2018-10-08 08:31 <no-defun-allowed> i’m going to create the world’s first conservative copying collector
2018 no-defun-allowed
did in fact not create a conservative copying collector,
nor would she have been even close to being first to do it. But 2020
no-defun-allowed
has a conservative copying collector at least.
+This is a rough implementation of
List Processing in Real Time on a Serial Computer , which can collect
allocated conses incrementally, and somewhat conservatively (on the stack and
registers). However, the client must use a read barrier (as implemented by the
car
and cdr
functions provided.)+
Actually, no, it’s a replication copying collector. It copies everything reachable from the roots to newspace, then updates all the references in referenced conses. This only requires a write barrier to replicate modifications if there is a newspace copy of a cons.
This utterly abuses setjmp
and how stacks appear to work on my machine, so
by using this code, you agree to not sue me for limbs lost to it.
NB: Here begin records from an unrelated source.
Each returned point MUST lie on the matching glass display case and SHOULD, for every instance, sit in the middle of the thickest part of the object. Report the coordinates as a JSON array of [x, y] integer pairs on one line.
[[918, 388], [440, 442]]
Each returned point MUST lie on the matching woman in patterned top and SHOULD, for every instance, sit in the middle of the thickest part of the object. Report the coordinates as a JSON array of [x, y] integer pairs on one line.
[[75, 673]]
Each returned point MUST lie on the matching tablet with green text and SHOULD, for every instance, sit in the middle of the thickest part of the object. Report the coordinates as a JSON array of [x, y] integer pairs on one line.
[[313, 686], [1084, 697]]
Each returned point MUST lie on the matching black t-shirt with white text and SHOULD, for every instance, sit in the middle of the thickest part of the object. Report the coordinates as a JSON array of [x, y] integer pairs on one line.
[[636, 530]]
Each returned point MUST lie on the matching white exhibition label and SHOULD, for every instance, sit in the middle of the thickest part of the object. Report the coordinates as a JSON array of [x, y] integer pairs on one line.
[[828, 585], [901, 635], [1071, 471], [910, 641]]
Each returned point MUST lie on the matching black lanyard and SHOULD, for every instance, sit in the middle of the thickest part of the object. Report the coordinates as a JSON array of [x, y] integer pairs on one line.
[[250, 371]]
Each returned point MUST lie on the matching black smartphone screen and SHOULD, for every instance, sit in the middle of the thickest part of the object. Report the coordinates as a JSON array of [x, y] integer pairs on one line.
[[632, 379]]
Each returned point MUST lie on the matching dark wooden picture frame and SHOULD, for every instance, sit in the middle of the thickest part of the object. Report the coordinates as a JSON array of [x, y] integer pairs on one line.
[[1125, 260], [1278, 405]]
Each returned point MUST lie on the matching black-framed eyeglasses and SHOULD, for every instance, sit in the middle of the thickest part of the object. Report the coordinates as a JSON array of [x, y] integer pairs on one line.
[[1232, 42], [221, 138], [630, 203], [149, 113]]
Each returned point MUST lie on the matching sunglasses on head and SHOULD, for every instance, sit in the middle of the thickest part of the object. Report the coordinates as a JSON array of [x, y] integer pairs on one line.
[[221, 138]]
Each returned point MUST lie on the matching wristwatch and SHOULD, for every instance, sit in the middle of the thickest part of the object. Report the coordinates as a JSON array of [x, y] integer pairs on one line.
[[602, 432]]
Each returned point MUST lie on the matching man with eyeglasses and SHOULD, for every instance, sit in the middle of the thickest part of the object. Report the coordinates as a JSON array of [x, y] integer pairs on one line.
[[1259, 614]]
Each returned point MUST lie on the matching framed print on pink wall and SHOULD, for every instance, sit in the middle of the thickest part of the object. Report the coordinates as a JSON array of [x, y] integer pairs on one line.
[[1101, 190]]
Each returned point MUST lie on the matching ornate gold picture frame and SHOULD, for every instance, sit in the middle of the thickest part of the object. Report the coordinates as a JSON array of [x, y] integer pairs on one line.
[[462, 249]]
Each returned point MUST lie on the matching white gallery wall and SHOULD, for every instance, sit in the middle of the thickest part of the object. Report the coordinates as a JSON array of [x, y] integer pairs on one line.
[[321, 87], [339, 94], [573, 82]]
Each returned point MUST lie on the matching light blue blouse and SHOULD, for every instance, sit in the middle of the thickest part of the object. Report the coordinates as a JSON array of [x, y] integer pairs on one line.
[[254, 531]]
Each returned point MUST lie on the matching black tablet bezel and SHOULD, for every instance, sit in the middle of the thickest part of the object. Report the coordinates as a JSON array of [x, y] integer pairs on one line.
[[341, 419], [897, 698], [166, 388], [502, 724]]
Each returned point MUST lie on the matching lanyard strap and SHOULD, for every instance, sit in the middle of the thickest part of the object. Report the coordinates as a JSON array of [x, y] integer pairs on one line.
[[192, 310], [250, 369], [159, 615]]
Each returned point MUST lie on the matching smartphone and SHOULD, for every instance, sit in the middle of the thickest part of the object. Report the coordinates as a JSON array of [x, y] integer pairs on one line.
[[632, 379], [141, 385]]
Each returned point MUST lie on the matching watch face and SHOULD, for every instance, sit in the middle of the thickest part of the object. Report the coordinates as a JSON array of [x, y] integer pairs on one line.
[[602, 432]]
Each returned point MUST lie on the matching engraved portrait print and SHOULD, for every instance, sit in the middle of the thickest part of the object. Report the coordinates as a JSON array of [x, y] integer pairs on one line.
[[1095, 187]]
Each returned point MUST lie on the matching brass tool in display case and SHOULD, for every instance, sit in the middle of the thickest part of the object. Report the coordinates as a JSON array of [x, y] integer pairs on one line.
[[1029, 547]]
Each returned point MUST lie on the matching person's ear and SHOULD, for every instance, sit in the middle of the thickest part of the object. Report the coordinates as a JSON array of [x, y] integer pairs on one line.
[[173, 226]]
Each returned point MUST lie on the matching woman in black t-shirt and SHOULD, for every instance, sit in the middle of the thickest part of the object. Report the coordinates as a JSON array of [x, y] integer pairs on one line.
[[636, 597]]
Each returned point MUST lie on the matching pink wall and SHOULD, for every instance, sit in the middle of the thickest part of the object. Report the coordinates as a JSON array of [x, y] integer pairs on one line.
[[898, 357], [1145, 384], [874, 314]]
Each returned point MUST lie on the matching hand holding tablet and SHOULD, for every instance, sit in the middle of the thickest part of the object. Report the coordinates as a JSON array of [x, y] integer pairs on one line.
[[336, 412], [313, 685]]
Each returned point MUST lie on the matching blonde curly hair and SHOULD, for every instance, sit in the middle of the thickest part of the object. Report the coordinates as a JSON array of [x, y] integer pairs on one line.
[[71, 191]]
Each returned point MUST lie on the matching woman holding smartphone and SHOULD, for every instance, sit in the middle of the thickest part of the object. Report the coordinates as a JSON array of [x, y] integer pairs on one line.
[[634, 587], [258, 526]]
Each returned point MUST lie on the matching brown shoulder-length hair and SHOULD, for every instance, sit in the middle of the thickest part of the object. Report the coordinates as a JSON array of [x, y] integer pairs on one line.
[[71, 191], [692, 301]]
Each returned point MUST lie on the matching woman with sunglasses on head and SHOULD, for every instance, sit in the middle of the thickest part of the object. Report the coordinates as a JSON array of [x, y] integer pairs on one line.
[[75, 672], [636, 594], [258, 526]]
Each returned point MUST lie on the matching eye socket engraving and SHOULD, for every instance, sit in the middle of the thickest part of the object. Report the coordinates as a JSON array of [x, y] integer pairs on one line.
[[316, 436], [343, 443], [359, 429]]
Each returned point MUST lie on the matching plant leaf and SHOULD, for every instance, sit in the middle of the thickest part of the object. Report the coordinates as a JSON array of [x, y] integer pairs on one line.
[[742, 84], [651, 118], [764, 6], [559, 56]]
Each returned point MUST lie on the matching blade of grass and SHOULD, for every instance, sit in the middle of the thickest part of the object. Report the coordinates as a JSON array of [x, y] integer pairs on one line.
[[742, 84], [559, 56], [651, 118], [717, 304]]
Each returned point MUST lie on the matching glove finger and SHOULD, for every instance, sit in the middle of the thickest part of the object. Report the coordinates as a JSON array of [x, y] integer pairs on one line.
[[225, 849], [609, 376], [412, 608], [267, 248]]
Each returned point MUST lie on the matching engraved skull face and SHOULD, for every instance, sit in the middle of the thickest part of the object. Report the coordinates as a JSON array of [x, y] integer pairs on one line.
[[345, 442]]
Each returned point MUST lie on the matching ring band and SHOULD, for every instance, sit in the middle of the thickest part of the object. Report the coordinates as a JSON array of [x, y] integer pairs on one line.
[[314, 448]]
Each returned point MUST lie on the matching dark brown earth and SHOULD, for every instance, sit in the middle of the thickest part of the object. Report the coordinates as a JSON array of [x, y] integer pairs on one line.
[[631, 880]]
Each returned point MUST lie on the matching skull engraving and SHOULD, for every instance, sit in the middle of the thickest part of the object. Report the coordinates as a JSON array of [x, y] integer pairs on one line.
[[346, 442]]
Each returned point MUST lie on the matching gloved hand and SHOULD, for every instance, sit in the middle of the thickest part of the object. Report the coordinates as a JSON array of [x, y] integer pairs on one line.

One can trace
roots (no pun intended) to SBCL’s semi-conservative copying collector and the
Shenandoah JVM garbage collector, which are not likely to blow your limbs off.
The stack walking code was also gleaned off
Gilbert Baumann’s mark-sweep implementation.
Conses are organised into pages (struct page
of pages.h
), with each page
16KiB wide. Each cons is a triple <forwarding pointer, car, cdr>. We allocate
from the start of a page to its end, as typical for compacting collectors.
At the start of a collection cycle, the stack and registers are scanned for
roots.The registers are scanned by using setjmp
to “spill” the registers into
the stack, and the stack can be carefully probed for values that look like
pointers into the heap.
Checking what looks like a pointer can be done better with some heuristics instead of iterating over pages most of the time; provided pages are allocated mostly contiguously, we can eliminate most pointers outside the heap by checking for presence in an interval holding all pages. Pages are also cached, so that most searching can be eliminated.
At the end of a collection cycle, the stack and registers are scanned for conses that must be pinned (as we cannot update the conservative roots), and have their slots fixed up, by copying them from the copy.
Each object has a forwarding pointer, either to itself, or its copy in newspace. With replication copying, this pointer is only used when writing, to replicate modifications in oldspace to newspace. Checking pointer (physical) equality also requires retrieving the forwarding pointer to get canonical pointers to compare.
Garbage collections start after some number of pages, the threshold, have been allocated after the last collection finished. In order of priority, the threshold is chosen so that:
- it is never below 10 pages (about 80kB),
- stack scanning completes in less than 3 milliseconds (adjustable with
PAUSE_TARGET
), and - the heap remains between 0.5x and 1.3x its last size after a collection.